Raising funds in the distressed asset sector: ARCs seek better tax treatment for AIFs

Raising funds in the distressed asset sector: ARCs seek better tax treatment for AIFs

By achieving “pass-through” status for AIFs, investors can achieve a better return on their investment | Photo credit: M.photostock

In an effort to attract capital into the distressed asset sector, asset reconstruction companies (ARCs) have sought a ‘pass-through’ status for the income earned by alternative investment funds (AIFs) from their investments in such assets.

If AIFs are given pass-through status, they will not have to pay tax at entity level. However, their investors will pay taxes.

According to the Securities and Exchange Board of India (SEBI), an AIF is a private pooled investment vehicle (a fund incorporated or incorporated in India), which raises money from sophisticated investors, both Indian and foreign, to invest it in accordance with a specified investment policy for the benefit of its investors.

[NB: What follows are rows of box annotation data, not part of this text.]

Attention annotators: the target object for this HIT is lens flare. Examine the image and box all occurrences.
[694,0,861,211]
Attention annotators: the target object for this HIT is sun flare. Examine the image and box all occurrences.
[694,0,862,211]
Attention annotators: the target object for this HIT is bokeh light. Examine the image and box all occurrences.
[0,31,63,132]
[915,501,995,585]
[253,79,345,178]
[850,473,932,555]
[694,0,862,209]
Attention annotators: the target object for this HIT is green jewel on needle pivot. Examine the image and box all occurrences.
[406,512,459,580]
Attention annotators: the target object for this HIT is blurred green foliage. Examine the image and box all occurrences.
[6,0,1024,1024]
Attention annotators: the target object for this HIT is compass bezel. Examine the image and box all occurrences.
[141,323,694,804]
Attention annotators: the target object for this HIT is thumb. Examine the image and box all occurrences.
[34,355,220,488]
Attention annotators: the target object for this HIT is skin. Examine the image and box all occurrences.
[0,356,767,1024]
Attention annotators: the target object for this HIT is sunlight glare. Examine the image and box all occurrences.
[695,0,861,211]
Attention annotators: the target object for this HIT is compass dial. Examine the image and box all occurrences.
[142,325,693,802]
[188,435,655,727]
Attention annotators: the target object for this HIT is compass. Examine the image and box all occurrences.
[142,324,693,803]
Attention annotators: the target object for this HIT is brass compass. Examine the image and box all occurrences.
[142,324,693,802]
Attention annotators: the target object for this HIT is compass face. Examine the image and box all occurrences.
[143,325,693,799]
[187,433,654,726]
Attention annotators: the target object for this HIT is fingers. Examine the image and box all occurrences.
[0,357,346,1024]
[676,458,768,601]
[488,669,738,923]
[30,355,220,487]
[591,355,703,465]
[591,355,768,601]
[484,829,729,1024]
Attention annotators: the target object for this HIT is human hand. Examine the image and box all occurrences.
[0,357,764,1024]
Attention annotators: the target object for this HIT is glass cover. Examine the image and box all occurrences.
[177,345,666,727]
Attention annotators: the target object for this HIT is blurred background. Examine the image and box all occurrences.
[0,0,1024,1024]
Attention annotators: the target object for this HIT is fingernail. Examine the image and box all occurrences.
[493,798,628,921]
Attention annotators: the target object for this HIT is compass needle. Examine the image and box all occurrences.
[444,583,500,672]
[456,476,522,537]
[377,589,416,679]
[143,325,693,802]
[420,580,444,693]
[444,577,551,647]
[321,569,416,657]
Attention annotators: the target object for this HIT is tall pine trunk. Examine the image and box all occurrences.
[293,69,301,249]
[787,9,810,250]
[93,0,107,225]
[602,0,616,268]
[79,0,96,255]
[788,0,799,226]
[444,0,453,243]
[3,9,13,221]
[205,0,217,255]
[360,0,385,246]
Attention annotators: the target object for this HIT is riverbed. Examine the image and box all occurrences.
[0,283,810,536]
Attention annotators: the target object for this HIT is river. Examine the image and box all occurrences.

The Association of ARCs in India, in a representation to the Ministry of Finance, noted that an AIF pools funds from several investors and any income earned from the investment in securities securities (SRs) should logically be treated as investor income. Currently, such income is taxed as business income of AIFs, subject to a maximum tax level of 42.74 percent.

By using ‘pass-through’ status for AIFs, investors can achieve a better return on their investment, aligning the risk with the reward of investing money in riskier, distressed assets. So, more money will flow into distressed debt, ensuring liquidity and better chances of revival of sick units.

“The RBI’s Committee on ARC Sector had in 2021 recommended a pass-through regime for AIFs’ income from investments in SRs. This measure will boost investor sentiment and attract funding in the distressed debt market through securities issued by ARCs and provide depth and liquidity,” said Hari Hara Mishra, CEO of the Association of ARCs in India.

Role of ARCs

ARCs acquire stressed assets, including bad loans, loans showing signs of incipient stress, and charged-off accounts, from banks and financial institutions and implement resolution strategies to maximize recovery and optimize the value of such assets.

An SR is a receipt issued by an ARC to a qualified buyer evidencing the purchase or acquisition of an undivided right, title or interest in the financial asset involved in the securitization.

ARCs have also sought clarity on the tax rate applicable to foreign portfolio investors (FPIs) when they invest in SRs issued by ARCs. They noted that under the Income Tax Act, there is no specific tax rate mentioned for the taxability of interest income of FPIs or the profit received from their investment in SRs.